Conservatives often link the War on Poverty to the dissolution of lower-income families and the rise of single motherhood. They say that through welfare, the federal government replaced the father and destroyed the lower-class family, creating a cycle of dependence. It would be better to promote the best social program, a job which allows self-sufficiency, or so the story goes. But this narrative is incomplete. 

Conservatives are right that traditional family life in America is in decline. The share of children living in an intact two-parent home, one of the greatest predictors of future economic and social well-being, has been falling for decades —  almost a quarter of American children live with just one parent today. Overall fertility rates are in steady decline, while multi-partner fertility and the share of children born out of wedlock increases.

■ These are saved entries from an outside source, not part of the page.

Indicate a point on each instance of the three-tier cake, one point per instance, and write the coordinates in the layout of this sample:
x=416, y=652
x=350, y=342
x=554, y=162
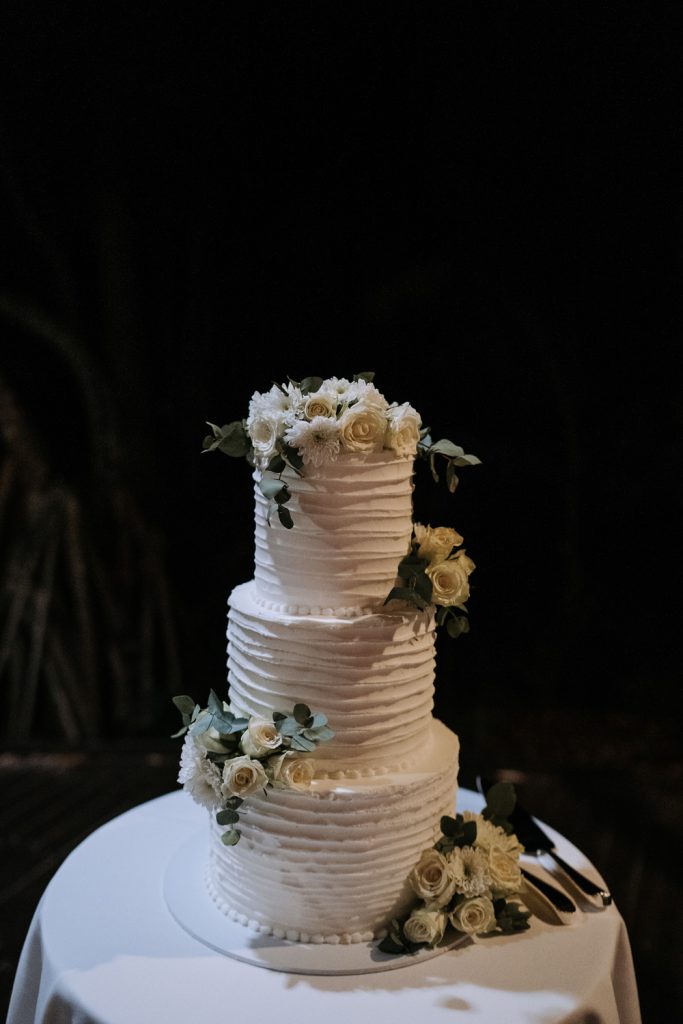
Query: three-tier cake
x=317, y=816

Earlier welfare programs, like Aid to Families with Dependent Children, did in fact have perverse incentives that played a part in family breakdown. The program discouraged work through benefits that steeply phased out with additional income and actively penalized marriage formation with man-in-the-house rules which restricted benefits for families suspected of receiving hidden forms of income. 

In 1996 Temporary Assistance For Needy Families replaced AFDC and attempted to remedy AFDC’s problems by introducing time limits and stringent work requirements to welfare benefits. But this had its own problems. For one, it did little to remedy the welfare marriage penalty, retaining punitive phase-outs while devolving a weak mandate to “promote marriage” to the states. Second, work requirements require many single women to accept low-wage jobs to retain the benefits, preventing them from making investments — such as attending college — in themselves or their children, that could improve their prospects in the long run. 

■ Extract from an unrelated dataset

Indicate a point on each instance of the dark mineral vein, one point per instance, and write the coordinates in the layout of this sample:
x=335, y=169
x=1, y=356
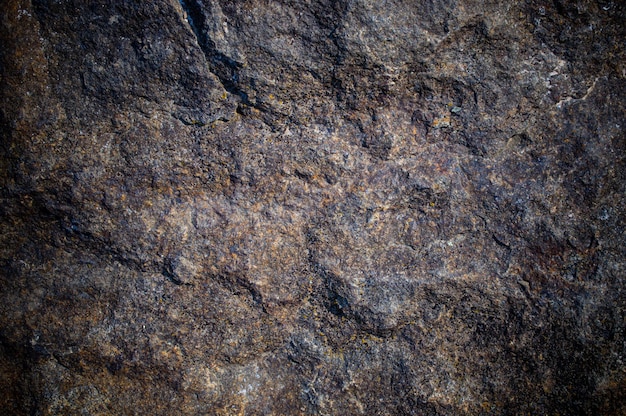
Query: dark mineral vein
x=224, y=67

TANF has done little to help the poorest Americans. The share of children living in deep poverty, with family incomes less than half of the poverty line, has in fact increased since 1996. Economists of various ideological backgrounds have mostly attributed the poverty reduction we do see to the Earned Income Tax Credit and complementary Child Tax Credits, not the work incentives in TANF. 

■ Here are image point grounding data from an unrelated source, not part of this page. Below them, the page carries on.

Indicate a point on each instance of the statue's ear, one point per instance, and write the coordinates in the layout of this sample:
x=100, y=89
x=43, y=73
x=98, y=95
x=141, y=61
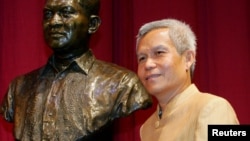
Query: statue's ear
x=94, y=24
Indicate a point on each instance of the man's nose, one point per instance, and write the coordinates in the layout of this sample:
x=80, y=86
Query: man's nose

It turns out that the problems were not primarily caused by the generosity of our social safety net, but its stinginess. Programs with steep phase-outs, means-testing and work requirements inadvertently created penalties for rising incomes, self-investment, marriage and family formation.

A pro-family social safety net wouldn’t have work requirements, since evidence shows that both young children and adolescents do better with a parent at home. A pro-family social safety net wouldn’t be so afraid of giving people assistance who didn’t need it. A pro-family social safety net wouldn’t rely on the looming threat of poverty to motivate parents to work harder, but would expand benefits to make work more attractive and rewarding. A pro-family social safety net would create an unconditional income floor beneath which no American family needs to fall. Work is not the goal of family welfare: family welfare is. 

Romney’s plan is a bold step in this direction, and a real shot at bipartisan, pro-family legislation. If politicians really care about the state of American families, it’s time for them to budget like they mean it.